На плоту по реке

   Однажды Толька Кастараков и Валерка Мижаков отправились в деревню Усть-Кезес к сестре Тольки. Толька сам был в чёрном плаще, а во что был одет Валерка, он забыл. До Усть-Кезеса двадцать километров, день был прекрасный, этот путь они прошли весело и легко. Переходили вброд какие-то речушки, гонялись в тех речушках за рыбами, сбивали прутиками верхушки трав и любовались красотами той природы, где шли: лощинами и хребтами гор, волнами спускавшимися к берегу Мрассу.
  Придя в деревню, они внимательно осмотрели её от начала до конца. Деревня начиналась у речки с названием Кезес и выходила к Мрассу, куда та речка впадала.
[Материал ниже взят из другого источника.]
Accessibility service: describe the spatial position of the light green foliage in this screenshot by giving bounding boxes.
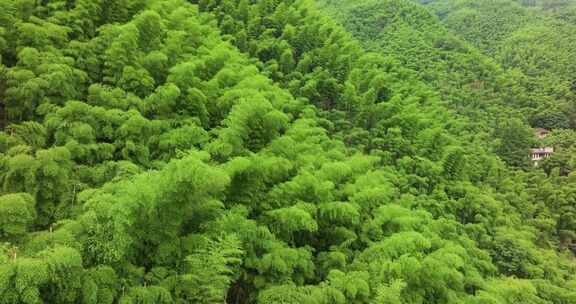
[0,0,576,304]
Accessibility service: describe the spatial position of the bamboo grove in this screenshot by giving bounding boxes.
[0,0,576,304]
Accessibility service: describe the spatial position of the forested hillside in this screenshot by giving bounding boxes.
[0,0,576,304]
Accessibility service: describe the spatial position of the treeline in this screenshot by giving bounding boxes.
[0,0,576,304]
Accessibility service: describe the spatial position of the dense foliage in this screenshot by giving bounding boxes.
[0,0,576,304]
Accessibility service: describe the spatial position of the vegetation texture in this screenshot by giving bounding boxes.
[0,0,576,304]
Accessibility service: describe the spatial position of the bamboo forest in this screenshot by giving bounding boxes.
[0,0,576,304]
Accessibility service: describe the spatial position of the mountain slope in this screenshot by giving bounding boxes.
[0,0,576,304]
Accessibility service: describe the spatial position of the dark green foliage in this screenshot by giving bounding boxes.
[0,0,576,304]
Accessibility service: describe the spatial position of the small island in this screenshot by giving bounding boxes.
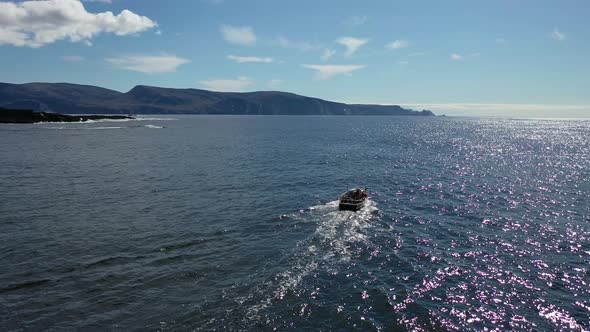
[0,107,134,123]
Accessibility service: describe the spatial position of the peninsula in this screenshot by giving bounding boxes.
[0,83,434,116]
[0,107,133,123]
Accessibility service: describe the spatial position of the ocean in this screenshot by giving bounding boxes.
[0,115,590,331]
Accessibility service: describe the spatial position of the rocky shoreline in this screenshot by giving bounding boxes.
[0,108,135,123]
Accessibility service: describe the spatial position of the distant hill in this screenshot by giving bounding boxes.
[0,83,434,116]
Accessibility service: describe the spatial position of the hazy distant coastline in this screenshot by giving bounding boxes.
[0,83,435,116]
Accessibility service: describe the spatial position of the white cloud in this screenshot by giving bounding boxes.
[0,0,157,47]
[105,54,190,74]
[61,55,86,62]
[336,37,369,56]
[301,65,366,80]
[551,28,566,41]
[344,15,369,28]
[221,25,256,45]
[321,48,336,61]
[450,53,479,61]
[199,76,254,92]
[267,79,285,89]
[276,36,321,52]
[227,54,274,63]
[385,39,410,50]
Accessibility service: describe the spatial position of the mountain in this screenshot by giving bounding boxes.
[0,83,434,116]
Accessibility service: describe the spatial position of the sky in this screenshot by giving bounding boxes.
[0,0,590,118]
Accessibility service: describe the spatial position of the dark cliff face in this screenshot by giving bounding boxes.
[0,107,133,123]
[0,83,434,116]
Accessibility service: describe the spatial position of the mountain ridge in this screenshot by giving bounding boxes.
[0,82,434,116]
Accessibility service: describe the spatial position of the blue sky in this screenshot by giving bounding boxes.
[0,0,590,117]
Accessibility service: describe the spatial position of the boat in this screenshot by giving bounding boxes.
[338,188,369,211]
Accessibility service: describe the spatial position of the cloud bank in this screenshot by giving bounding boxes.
[385,39,410,50]
[0,0,157,48]
[221,25,256,46]
[105,54,190,74]
[227,54,274,63]
[301,65,366,80]
[199,76,254,92]
[336,37,369,56]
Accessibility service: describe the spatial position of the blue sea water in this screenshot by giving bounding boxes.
[0,116,590,331]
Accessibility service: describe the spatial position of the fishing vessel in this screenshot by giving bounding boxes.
[338,188,369,211]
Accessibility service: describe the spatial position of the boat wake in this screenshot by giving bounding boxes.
[239,200,379,321]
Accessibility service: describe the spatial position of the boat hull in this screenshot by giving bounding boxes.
[338,201,365,211]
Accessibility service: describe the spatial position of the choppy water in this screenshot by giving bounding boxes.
[0,116,590,331]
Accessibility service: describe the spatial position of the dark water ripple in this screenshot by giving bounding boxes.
[0,116,590,331]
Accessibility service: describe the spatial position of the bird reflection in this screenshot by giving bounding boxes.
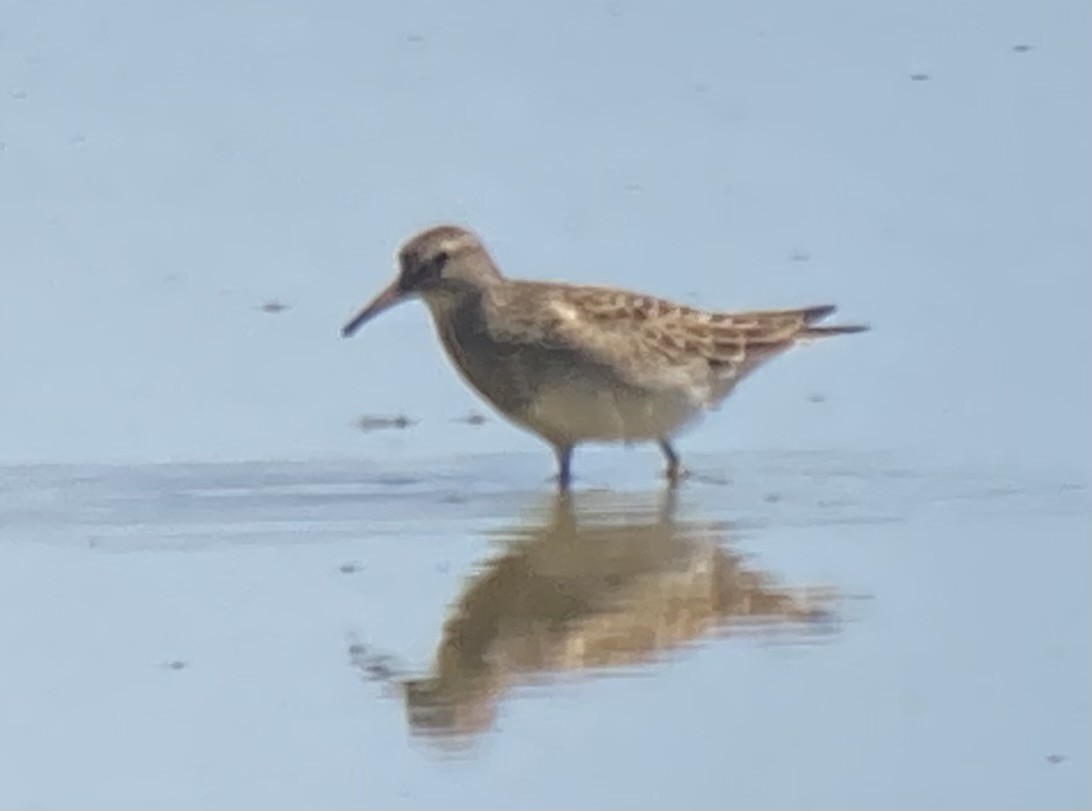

Дома беспорядочно и вольно располагались на голом чистом косогоре. Улица, на которой жила Толькина сестра, была грязной, с жёлтыми навозными лужами, и только старый деревянный тротуар позволял жителям как-то передвигаться от дома к дому. Улица поднималась вверх по косогору, на самой середине склона мальчишки увидели затерянный в зарослях кустарника и деревьев небольшой домишко Толькиной сестры. Войдя в длинный узкий двор, они встретили детей сестры, тихо игравших на маленькой полянке с низенькой красивой травой.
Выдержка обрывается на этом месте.